Lincoln Memorial, stately monument in Washington, D.C., honouring Abraham Lincoln, the 16th president of the United States, and “the virtues of tolerance, honesty, and constancy in the human spirit.” Designed by Henry Bacon on a plan similar to that of the Parthenon in Athens, the structure was constructed on reclaimed marshland along the banks of the Potomac River. The site selection caused controversy; the speaker of the House of Representatives, Joseph Cannon, favoured a more prominent spot across the Potomac, maintaining: “I’ll never let a memorial to Abraham Lincoln be erected in that g– damned swamp.” The cornerstone was set in 1915, and the completed memorial was dedicated before more than 50,000 people on May 30, 1922. Lincoln’s only surviving son, Robert Todd Lincoln, attended the ceremony. President Warren G. Harding and Chief Justice of the Supreme Court William Howard Taft, a former president, delivered addresses. Ironically, despite Lincoln’s renown as the “Great Emancipator,” the dedication ceremonies were strictly segregated; even Robert Moton, president of Tuskegee Institute, who spoke in the ceremony, was not allowed to sit on the speaker’s platform and instead was required to sit in an area reserved for African Americans.
The Lincoln Memorial includes 36 columns of Colorado marble, one for each state in the Union at the time of Lincoln’s death in 1865; each column stands 44 feet (13.4 metres) high. The names of the 48 contiguous states are listed above the colonnade, and the dates of their admission to the Union are engraved in Roman numerals. Because Hawaii and Alaska attained statehood several decades after the Lincoln Memorial was finished, their names are inscribed on a plaque located on the front steps.
The interior features a 19-foot (5.8-metre) seated statue of Lincoln made of Georgia white marble. It was assembled on the premises from 28 pieces and rests on a pedestal of Tennessee marble.

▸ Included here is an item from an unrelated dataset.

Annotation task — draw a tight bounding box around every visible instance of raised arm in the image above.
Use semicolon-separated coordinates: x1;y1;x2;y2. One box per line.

The statue was designed by Daniel Chester French and carved by the Piccirilli brothers of New York. Inscribed on the south wall of the monument is Lincoln’s Gettysburg Address, on the north wall his Second Inaugural Address. On the ceiling are two paintings by Jules Guerin, Reunion and Progress and Emancipation of a Race. On a direct east-west axis with the Washington Monument and the United States Capitol, the Lincoln Memorial serves as the terminus to the western end of the Mall. It is situated on the Reflecting Pool near the Vietnam Veterans Memorial and the Korean War Veterans Memorial.
The Lincoln Memorial was an important symbol of the American civil rights movement. Marian Anderson, the famed African American contralto, with the support of first lady Eleanor Roosevelt, was granted permission by the Department of the Interior to perform at the Lincoln Memorial in 1939 after being denied the right to sing at Constitution Hall by the Daughters of the American Revolution. In 1963, on the 100th anniversary of the Emancipation Proclamation, civil rights leader Martin Luther King, Jr., delivered his famous “I Have a Dream” speech from the steps of the Lincoln Memorial in front of more than 200,000 people.